L'éditorial de Stéphanie Grammond dans La Presse du 24 avril 2021 (bit.ly/2Pk7Xnv) aurait pu être écrit au début des années 1960 dans mon petit quartier francophone d'Ottawa. «Le bilinguisme est une richesse à cultiver», écrit-elle. Décodé, cela veut dire: apprenez l'anglais. On se consolait dans mon jeune temps en prétendant que nous étions meilleurs que les Anglais parce que nous parlions deux langues, alors qu'en réalité ce bilinguisme collectif n'était qu'une étape vers l'abandon éventuel du français...
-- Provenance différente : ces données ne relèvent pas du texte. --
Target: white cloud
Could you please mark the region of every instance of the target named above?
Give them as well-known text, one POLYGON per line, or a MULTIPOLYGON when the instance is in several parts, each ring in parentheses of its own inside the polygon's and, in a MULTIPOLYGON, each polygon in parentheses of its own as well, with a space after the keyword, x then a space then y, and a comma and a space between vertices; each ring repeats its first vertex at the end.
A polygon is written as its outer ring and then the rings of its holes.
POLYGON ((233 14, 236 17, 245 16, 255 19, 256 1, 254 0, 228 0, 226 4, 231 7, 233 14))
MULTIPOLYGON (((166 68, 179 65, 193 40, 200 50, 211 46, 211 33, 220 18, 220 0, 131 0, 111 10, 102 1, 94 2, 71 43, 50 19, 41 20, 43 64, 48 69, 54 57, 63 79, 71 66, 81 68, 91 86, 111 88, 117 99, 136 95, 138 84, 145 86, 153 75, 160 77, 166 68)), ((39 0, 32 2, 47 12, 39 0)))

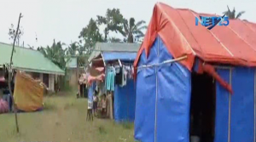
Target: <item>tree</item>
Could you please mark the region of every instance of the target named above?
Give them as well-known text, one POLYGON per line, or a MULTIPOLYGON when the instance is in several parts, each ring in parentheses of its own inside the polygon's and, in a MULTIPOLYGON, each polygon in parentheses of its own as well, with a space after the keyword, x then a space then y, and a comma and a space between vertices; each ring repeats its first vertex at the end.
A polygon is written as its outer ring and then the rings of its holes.
POLYGON ((77 55, 77 52, 79 51, 79 45, 77 42, 72 43, 67 50, 67 55, 75 56, 77 55))
POLYGON ((97 24, 105 25, 104 42, 108 42, 109 31, 120 32, 123 29, 124 16, 119 9, 107 9, 105 17, 97 15, 97 24))
POLYGON ((90 54, 92 47, 94 47, 96 42, 104 41, 102 35, 100 33, 97 23, 93 19, 90 19, 88 26, 82 29, 79 37, 82 38, 84 42, 84 44, 80 47, 80 53, 83 53, 81 51, 83 49, 87 54, 90 54))
POLYGON ((61 42, 55 43, 54 43, 51 47, 47 46, 46 48, 40 47, 38 48, 46 58, 50 60, 53 63, 57 65, 61 69, 64 70, 66 67, 66 60, 65 60, 65 52, 62 48, 62 45, 61 42))
POLYGON ((226 14, 231 20, 239 19, 245 13, 245 11, 241 11, 236 15, 235 8, 233 9, 233 11, 230 11, 229 6, 227 7, 228 7, 228 10, 224 12, 223 14, 226 14))
MULTIPOLYGON (((10 40, 14 40, 15 37, 15 33, 16 33, 16 29, 15 28, 15 26, 13 24, 11 24, 11 27, 9 28, 9 39, 10 40)), ((21 37, 21 36, 24 34, 23 29, 22 27, 19 28, 18 32, 17 32, 17 40, 15 42, 15 43, 20 46, 20 39, 21 37)))
POLYGON ((134 43, 139 41, 141 37, 144 37, 144 33, 142 30, 147 29, 147 26, 144 26, 146 22, 140 20, 135 24, 135 19, 131 18, 128 23, 127 20, 125 20, 123 23, 124 31, 121 31, 121 34, 125 37, 125 42, 134 43), (134 39, 136 38, 136 40, 134 39))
Et Mme Grammond de poursuivre en craignant que l'application de la Loi 101 aux cégeps aurait pour effet de dégarnir les collèges montréalais Dawson et Vanier, qui se trouveraient «ghettoïsés»... «Pas fameux pour le vivre-ensemble», conclut-elle. Elle aurait pu écrire «pas fameux pour la bonne entente». Cet air est connu, on nous le chante depuis deux siècles. Trop de gens cherchent toujours un moyen de protéger le français sans froisser les Anglais... Un Québec indépendant dans un Canada uni, aurait dit Yvon Deschamps...

À un certain moment, il faudra nous rendre compte que peu importe ce que nous faisons ou ce que nous ne faisons pas, qu'on s'affirme pour de bon comme francophones ou qu'on s'aplatisse pour de bon devant le rouleau compresseur anglo-américain, les Anglo-Québécois ne nous aimeront pas davantage. Alors s'il faut choisir, je préfère le respect au mépris.



4 commentaires:

  1. Le Pontiac est une bombe a retardement pour les francophone car les anglais sont bien déterminer a resté sur leurs position et au Canada. A ne pas prendre avec des pincettes.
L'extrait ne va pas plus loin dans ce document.